MattParker said:
Rush is talented and he spent the first 20 years of his career "going town to town, up and down the dial" honing his shtick as a Top 40 DJ. That experience is irreplaceable and, sadly, now largely unavailable. You can't become a lion in radio at comedy clubs or writing for SNL. So, don't look for another radio lion - ever - liberal or conservative. Rush (and Howard) were the last of the breed.
Rush's radio career is actually kinda spotty before he hit it big.
Yes, there were those formative years as "baby DJ Jeff Christie" on an AM outside Pittsburgh (1360) and one in town (KQV "14K").
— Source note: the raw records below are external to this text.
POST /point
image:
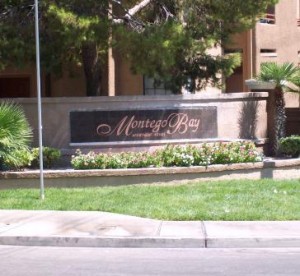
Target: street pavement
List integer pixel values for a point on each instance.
(100, 229)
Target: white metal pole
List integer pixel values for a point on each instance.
(38, 77)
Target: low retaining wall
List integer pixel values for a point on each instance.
(272, 169)
(239, 115)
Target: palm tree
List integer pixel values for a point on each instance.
(15, 133)
(286, 77)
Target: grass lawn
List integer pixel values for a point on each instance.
(223, 200)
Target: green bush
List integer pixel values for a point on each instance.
(290, 146)
(169, 156)
(15, 136)
(50, 156)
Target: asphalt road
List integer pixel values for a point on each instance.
(101, 261)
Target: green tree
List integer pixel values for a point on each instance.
(15, 134)
(286, 77)
(166, 39)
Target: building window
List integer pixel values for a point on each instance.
(235, 82)
(14, 87)
(269, 17)
(151, 87)
(268, 52)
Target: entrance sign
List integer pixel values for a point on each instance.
(151, 125)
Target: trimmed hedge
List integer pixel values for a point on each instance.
(169, 156)
(290, 146)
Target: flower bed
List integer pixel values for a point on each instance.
(170, 156)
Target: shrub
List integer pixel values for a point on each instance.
(290, 146)
(50, 156)
(24, 157)
(15, 135)
(181, 156)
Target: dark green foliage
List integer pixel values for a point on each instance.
(290, 146)
(286, 76)
(50, 156)
(15, 136)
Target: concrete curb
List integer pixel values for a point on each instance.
(98, 229)
(271, 169)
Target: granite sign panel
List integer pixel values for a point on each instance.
(103, 126)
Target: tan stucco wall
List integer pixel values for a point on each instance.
(284, 36)
(232, 111)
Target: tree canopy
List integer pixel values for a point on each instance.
(167, 40)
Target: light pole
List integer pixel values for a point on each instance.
(39, 102)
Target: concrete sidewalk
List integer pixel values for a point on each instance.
(99, 229)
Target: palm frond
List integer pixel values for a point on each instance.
(285, 75)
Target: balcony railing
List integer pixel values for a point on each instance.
(268, 19)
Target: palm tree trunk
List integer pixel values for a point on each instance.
(276, 120)
(92, 69)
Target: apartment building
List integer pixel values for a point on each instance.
(276, 37)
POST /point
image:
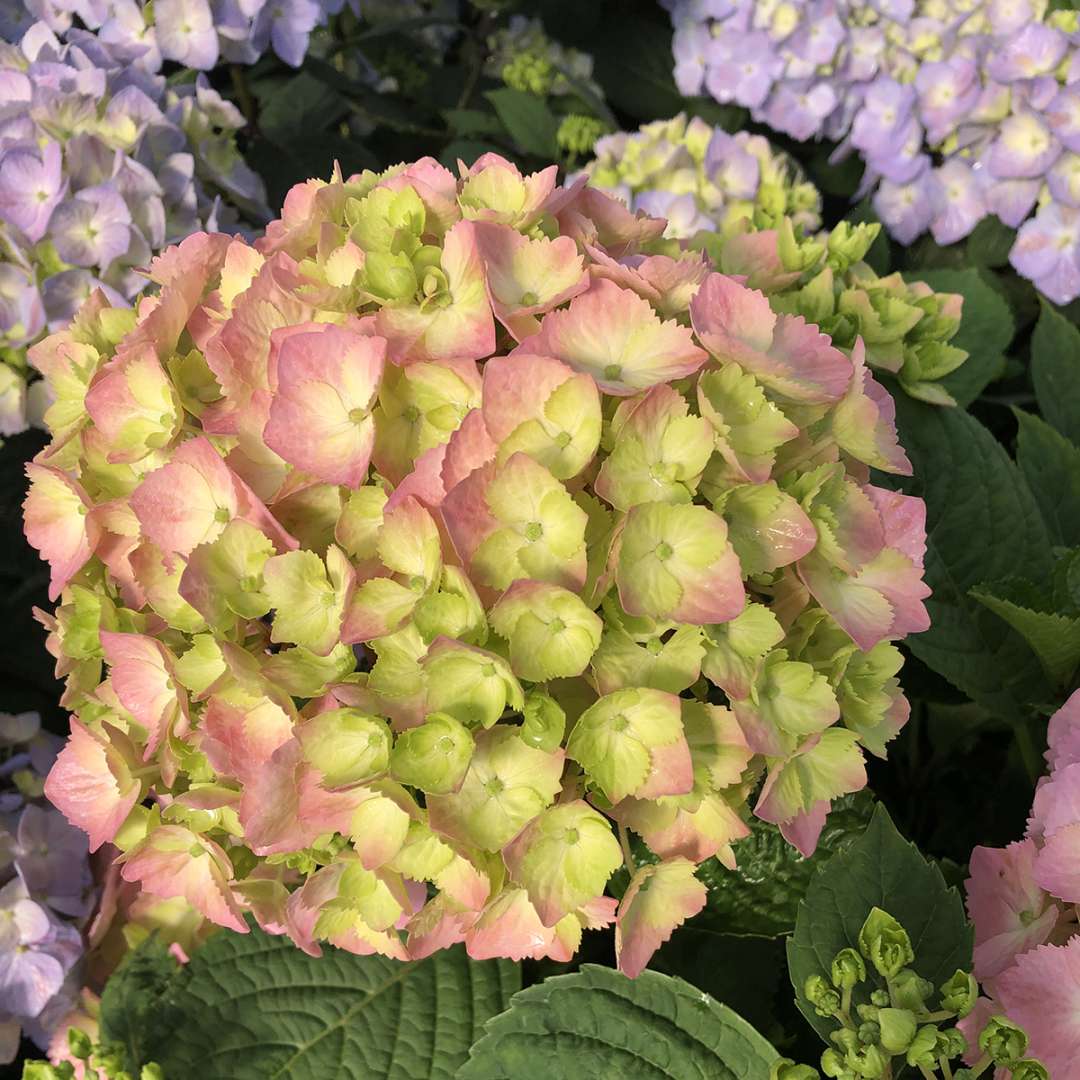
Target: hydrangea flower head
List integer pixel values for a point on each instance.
(100, 165)
(412, 556)
(958, 110)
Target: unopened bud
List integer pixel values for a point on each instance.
(434, 756)
(898, 1029)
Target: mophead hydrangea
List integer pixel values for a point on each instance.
(414, 557)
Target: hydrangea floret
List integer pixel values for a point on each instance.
(958, 109)
(46, 891)
(1022, 900)
(100, 166)
(413, 557)
(747, 207)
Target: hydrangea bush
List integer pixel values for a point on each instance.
(748, 207)
(958, 109)
(414, 557)
(100, 166)
(46, 891)
(1023, 900)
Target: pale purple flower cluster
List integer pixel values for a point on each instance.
(959, 109)
(194, 34)
(102, 165)
(46, 891)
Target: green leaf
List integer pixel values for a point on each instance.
(598, 1025)
(1055, 372)
(879, 869)
(528, 120)
(986, 329)
(130, 998)
(251, 1007)
(1051, 464)
(1054, 637)
(982, 524)
(763, 894)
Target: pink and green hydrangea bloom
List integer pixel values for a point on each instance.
(462, 524)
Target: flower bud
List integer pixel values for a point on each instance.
(824, 999)
(1028, 1068)
(885, 943)
(544, 721)
(1003, 1040)
(952, 1042)
(848, 970)
(784, 1068)
(922, 1048)
(434, 756)
(959, 994)
(898, 1029)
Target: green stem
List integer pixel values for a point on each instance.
(628, 855)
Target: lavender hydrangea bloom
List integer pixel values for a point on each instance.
(102, 164)
(46, 891)
(958, 109)
(197, 34)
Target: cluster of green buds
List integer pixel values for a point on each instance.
(91, 1061)
(898, 1023)
(905, 326)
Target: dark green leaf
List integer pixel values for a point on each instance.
(528, 120)
(986, 329)
(1051, 464)
(599, 1025)
(131, 997)
(982, 524)
(251, 1007)
(742, 971)
(1055, 370)
(879, 869)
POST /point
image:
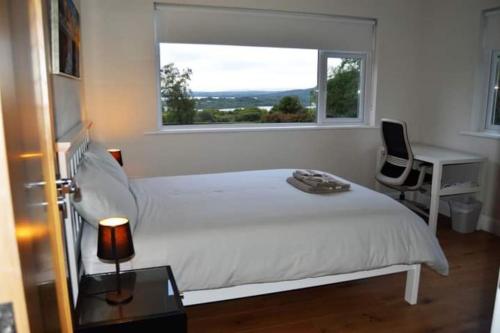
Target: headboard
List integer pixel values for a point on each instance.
(70, 149)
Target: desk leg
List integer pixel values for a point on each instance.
(437, 170)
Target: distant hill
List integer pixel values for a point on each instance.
(243, 99)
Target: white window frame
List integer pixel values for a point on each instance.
(322, 86)
(492, 91)
(365, 99)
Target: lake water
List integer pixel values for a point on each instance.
(267, 108)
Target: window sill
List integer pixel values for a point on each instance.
(238, 129)
(483, 134)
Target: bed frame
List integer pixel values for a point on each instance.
(70, 150)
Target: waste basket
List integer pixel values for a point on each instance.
(464, 214)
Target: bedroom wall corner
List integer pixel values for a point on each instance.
(448, 62)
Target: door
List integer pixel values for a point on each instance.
(35, 282)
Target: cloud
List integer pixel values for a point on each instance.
(220, 67)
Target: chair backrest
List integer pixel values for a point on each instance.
(398, 157)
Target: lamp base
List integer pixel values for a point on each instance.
(116, 298)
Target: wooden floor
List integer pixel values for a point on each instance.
(461, 302)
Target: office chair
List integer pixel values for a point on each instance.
(397, 169)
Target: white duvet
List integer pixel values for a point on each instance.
(221, 230)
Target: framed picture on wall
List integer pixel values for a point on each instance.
(65, 34)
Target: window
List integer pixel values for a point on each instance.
(341, 92)
(488, 96)
(494, 96)
(245, 67)
(225, 84)
(220, 84)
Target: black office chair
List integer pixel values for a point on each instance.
(397, 169)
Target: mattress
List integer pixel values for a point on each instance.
(226, 229)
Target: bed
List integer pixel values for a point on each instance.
(241, 234)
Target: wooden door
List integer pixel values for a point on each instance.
(34, 280)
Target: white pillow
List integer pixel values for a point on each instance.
(105, 160)
(102, 196)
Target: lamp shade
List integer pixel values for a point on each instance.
(117, 154)
(114, 241)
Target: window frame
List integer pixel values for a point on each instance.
(364, 108)
(323, 56)
(494, 67)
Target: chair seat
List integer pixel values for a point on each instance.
(412, 179)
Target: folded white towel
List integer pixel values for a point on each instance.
(314, 181)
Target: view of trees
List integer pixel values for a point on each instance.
(342, 89)
(179, 107)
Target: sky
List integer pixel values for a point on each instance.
(239, 68)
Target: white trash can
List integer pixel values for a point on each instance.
(464, 214)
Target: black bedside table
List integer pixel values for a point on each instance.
(155, 307)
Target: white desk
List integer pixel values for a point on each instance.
(440, 157)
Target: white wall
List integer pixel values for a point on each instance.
(120, 94)
(448, 64)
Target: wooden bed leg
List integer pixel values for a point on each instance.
(412, 283)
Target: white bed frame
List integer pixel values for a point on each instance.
(70, 149)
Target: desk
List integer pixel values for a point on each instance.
(440, 157)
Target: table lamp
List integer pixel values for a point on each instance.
(114, 242)
(117, 154)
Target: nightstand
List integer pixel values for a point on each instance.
(155, 307)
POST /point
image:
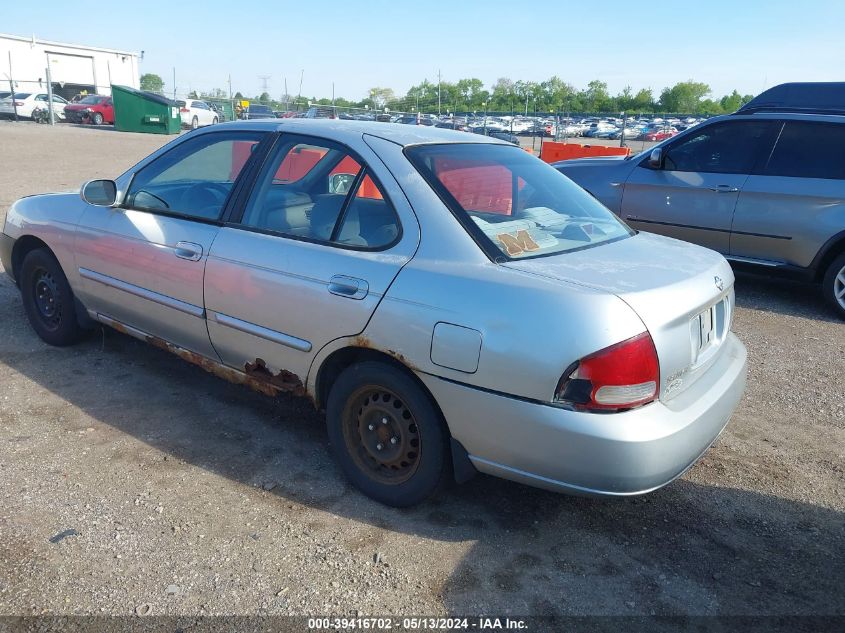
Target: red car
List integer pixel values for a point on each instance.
(96, 109)
(661, 135)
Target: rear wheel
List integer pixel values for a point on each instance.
(48, 299)
(386, 434)
(833, 284)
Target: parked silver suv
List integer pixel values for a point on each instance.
(764, 186)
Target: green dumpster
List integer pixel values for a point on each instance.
(138, 111)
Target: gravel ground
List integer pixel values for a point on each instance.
(184, 494)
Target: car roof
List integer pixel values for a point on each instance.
(342, 129)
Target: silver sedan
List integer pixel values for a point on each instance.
(453, 303)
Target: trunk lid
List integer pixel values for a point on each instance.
(683, 294)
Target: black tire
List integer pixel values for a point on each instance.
(48, 299)
(370, 405)
(833, 284)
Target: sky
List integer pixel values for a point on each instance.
(746, 45)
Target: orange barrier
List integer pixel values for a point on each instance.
(552, 152)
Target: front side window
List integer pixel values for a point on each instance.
(318, 191)
(515, 205)
(809, 150)
(730, 147)
(195, 178)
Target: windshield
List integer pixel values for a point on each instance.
(514, 204)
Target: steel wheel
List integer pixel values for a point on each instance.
(833, 284)
(839, 288)
(48, 299)
(386, 433)
(381, 435)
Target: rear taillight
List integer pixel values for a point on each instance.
(621, 376)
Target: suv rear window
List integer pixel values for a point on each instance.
(515, 205)
(808, 149)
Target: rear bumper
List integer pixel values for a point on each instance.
(6, 245)
(618, 454)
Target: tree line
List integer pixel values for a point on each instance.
(553, 96)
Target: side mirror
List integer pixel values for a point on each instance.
(100, 193)
(656, 158)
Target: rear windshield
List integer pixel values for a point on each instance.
(515, 205)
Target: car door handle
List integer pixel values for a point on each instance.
(349, 287)
(188, 250)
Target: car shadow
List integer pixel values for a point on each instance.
(687, 549)
(783, 296)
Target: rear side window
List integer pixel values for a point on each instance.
(729, 147)
(515, 205)
(809, 150)
(317, 191)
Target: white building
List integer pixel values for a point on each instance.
(73, 67)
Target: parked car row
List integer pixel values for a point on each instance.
(25, 102)
(764, 186)
(99, 109)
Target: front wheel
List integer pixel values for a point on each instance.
(48, 299)
(833, 284)
(386, 434)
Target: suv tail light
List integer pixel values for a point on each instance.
(618, 377)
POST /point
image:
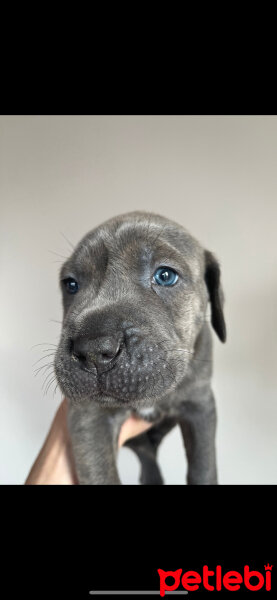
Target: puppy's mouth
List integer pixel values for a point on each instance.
(132, 379)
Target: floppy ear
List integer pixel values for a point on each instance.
(212, 278)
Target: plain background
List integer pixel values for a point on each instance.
(217, 176)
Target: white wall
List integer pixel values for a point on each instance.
(216, 175)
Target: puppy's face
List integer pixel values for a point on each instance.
(135, 293)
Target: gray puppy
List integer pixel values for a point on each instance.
(135, 340)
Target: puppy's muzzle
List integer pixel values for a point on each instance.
(100, 353)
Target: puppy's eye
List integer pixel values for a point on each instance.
(71, 285)
(165, 276)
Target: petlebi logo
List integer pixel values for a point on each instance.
(215, 580)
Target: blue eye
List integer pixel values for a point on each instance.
(165, 276)
(71, 285)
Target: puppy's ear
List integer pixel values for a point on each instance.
(212, 278)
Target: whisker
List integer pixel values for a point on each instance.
(42, 358)
(46, 367)
(43, 344)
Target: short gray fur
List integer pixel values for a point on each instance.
(129, 345)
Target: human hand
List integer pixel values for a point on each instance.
(55, 462)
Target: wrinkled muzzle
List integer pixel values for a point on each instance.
(118, 355)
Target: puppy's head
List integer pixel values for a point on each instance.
(135, 293)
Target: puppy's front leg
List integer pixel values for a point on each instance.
(94, 435)
(198, 426)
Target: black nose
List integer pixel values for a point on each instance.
(98, 352)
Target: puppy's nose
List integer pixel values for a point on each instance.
(98, 352)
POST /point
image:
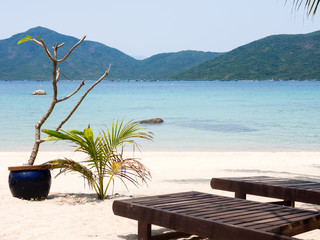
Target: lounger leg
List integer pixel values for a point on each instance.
(144, 231)
(240, 195)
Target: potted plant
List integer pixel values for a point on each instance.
(105, 160)
(33, 181)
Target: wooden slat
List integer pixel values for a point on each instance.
(218, 217)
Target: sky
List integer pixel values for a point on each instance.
(142, 28)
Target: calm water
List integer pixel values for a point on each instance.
(204, 115)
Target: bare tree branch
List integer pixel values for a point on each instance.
(80, 86)
(71, 50)
(84, 95)
(55, 77)
(44, 47)
(58, 75)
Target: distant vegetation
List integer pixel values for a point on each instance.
(281, 57)
(89, 61)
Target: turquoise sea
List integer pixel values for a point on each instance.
(198, 115)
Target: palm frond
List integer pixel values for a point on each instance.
(105, 162)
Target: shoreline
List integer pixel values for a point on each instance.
(72, 210)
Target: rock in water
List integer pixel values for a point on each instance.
(152, 121)
(39, 92)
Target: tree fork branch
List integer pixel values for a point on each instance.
(42, 44)
(63, 99)
(71, 50)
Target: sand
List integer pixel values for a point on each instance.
(72, 210)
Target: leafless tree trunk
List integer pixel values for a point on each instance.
(54, 101)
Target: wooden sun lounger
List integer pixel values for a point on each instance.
(289, 190)
(216, 217)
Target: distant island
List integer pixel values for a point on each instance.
(278, 57)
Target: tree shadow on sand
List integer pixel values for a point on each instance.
(159, 234)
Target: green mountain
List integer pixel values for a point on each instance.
(281, 57)
(28, 61)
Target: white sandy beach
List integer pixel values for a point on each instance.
(72, 210)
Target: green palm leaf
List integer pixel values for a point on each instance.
(104, 162)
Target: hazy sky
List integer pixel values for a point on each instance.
(148, 27)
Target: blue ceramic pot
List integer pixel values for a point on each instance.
(30, 184)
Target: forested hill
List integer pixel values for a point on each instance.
(28, 61)
(281, 57)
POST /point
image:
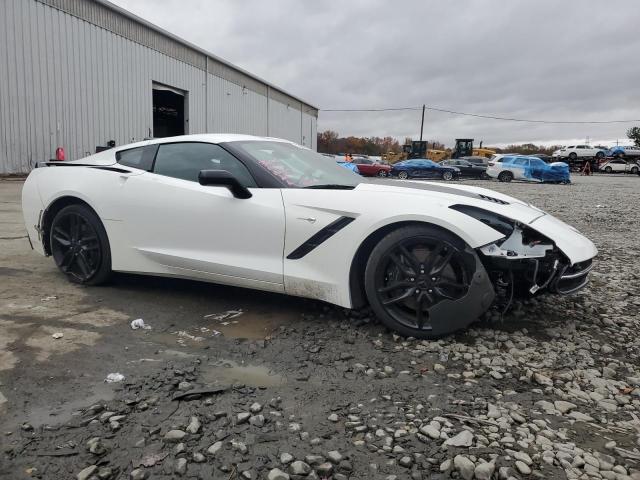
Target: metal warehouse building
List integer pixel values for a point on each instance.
(79, 74)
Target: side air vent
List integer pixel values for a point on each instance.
(491, 199)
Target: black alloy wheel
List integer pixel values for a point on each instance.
(79, 245)
(411, 271)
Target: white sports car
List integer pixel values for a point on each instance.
(265, 213)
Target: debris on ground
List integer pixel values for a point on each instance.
(139, 323)
(114, 378)
(228, 315)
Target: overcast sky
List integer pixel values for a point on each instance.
(535, 59)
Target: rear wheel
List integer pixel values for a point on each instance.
(505, 176)
(79, 245)
(410, 272)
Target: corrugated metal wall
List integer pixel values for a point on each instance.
(67, 82)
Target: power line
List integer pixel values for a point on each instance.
(477, 115)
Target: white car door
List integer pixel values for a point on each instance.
(204, 231)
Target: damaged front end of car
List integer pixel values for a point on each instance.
(525, 263)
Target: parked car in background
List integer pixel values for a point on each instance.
(339, 159)
(530, 169)
(620, 165)
(573, 152)
(349, 166)
(467, 169)
(543, 156)
(371, 168)
(476, 160)
(497, 157)
(421, 168)
(624, 151)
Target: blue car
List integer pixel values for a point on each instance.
(529, 169)
(421, 168)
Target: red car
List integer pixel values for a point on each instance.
(369, 168)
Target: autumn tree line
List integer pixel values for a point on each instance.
(330, 141)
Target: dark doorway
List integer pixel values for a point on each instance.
(168, 112)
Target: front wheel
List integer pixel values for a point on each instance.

He did a little radio in Kansas City, and eventually ended up working off-air in the Kansas City Royals marketing department in a low-level job.
It was audio of short form commentaries he did at night (I believe for KMBZ there) that caught the attention of KFBK in Sacramento, which hired him for middays to replace, believe it or not, Morton Downey Jr. (Downey had been canned for some poorly chosen words, let's just say.)
Edward F. McLaughlin, a former ABC Radio exec, picked him up out of Sacramento, moved him to New York City, put him on satellite space he had courtesy of his exit deal with ABC, and...
So, there's certainly some background there, and some "up and down the dial", and it's very unlikely he would have been the Rush we know today without spinning records in Pittsburgh. But he didn't follow the typical "small market to medium market to medium market to larger market to major market" path.